Kiko Rojo, fotógrafo carballés: «O mundo do cine é algo moi gordo»

Casi por casualidad, por tener el vehículo que tiene, acabó formando parte del reparto de la exitosa serie «La Unidad»


carballo / la voz

Hace ya años que el fotógrafo carballés Kiko Rojo visita de vez en cuando las páginas de este periódico, sobre todo por su impulso de la campaña solidaria Un niño, un lápiz, a través del cual logró llevar últimamente a Marruecos, y entregar en mano, una importante cantidad de material escolar para niños con muy pocos recursos. Contó para ello, por supuesto, con la solidaridad vecinal y de comercios, que hacen sus donaciones. No obstante, no hubiese pensado Rojo que, alguna ocasión, esa notoriedad le vendría por internarse en el mundo del cine y además en una serie, La Unidad, que está cosechando gran éxito. Hasta este thriller trepidante sobre la lucha contra el terrorismo llegó el carballés un poco por casualidad: «Xa ves en que dan as cousas ás veces, e sen pretendelo», contaba días atrás en Radio Voz Bergantiños.

La serie, rodada en parte en Galicia, traslada el Monte Neme a Nigeria y el Punta del Este a Girona

«Aquilo de un amigo que coñece a un amigo, que ten un coñecido...», dice Kiko. Él tiene uno en Betanzos, bombero, que le comentó que para el rodaje de esta serie, ya que parte de él se hizo en la comunidad gallega, precisaban cinco vehículos como el suyo, un Nissan Pathfinder. Además, negro, que era el caso. Así que, «despois de falar certas cousas», Kiko dio el sí y se acercó a la grabación con la idea de dejar su coche. «Fun o primeiro día, a Sada [que en la serie es Melilla], e cando vou darlle as chaves dinme que me teño que cambiar...», recuerda riendo. El caso es que Kiko acabó conduciendo su propio vehículo en la serie (el único que conserva la matrícula original, por cierto) y además siendo un «infiltrado», un «policía secreto» que lleva de un lado para otro nada menos que al protagonista, Marcos, encarnado por el argentino Michel Noher, para quien tiene muy buenas palabras. Ambos conversaron bastante, sobre cuestiones gastronómicas, por ejemplo. «O trato foi boísimo en todos os aspectos: produción, actores...», dice Kiko, quien finalmente remató tomando parte en todos los días de rodaje que se llevaron a cabo en Galicia. Más curiosidades tiene esta serie para la Costa da Morte, en tanto que permitió ver a otra carballesa, María Tasende, y a un Monte Neme emplazado en Nigeria. No acaba ahí la cosa: luce asimismo el emblemático hotel Punta del Este, en la ficción emplazado en Girona.

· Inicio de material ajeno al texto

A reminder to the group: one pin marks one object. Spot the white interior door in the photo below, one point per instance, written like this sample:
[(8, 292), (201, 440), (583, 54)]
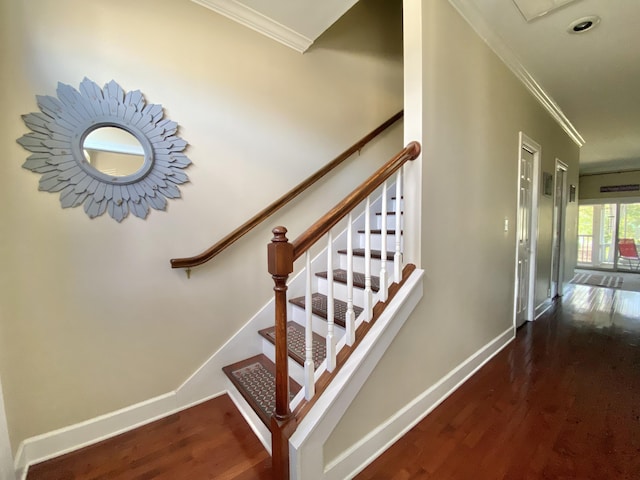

La Unidad está recibiendo muy buenas críticas, tanto por su guion como por la producción y dirección. De hecho, parece que tendrá futuro y que está «vendida para medio mundo». «Era a primeira vez que me vía metido nun sarao deste tipo», confiesa Rojo, que recuerda las «horas e horas» de grabación, muchas de ellas de madrugada por ser emplazamientos tan particulares como los sótanos de la Cidade da Cultura o el meollo de Ferrol. «De día sería imposible. É algo moi forte. Ves que o mundo do cine é algo moi gordo e ademais nesta serie vese que investiron moito: diñeiro, calidade, tempo e ganas, por suposto». Pese a que realmente se grabó en Toulouse, en Melilla o en Nigeria, hay más ejemplos de reconversiones: las Fragas do Eume, por poner un caso, pasan a estar en Huesca, con el consiguiente cambio de carteles, rotulación y demás. Rojo vio cámaras de todo tipo y le es curioso verse ahora en la serie, aunque no sea tan de cerca como le gustaría. Bromeaba con que no le hubiese sido difícil conducir en el desierto (tiene la experiencia mencionada al inicio), pero le tocó otro papel, el de ostentar un título de policía: «As cousas a veces que doadas son». Ahora que ha tomado contacto con el mundo del cine no le importaría seguir haciendo sus pinitos con este equipo: «Eu, estaría encantado, desde logo».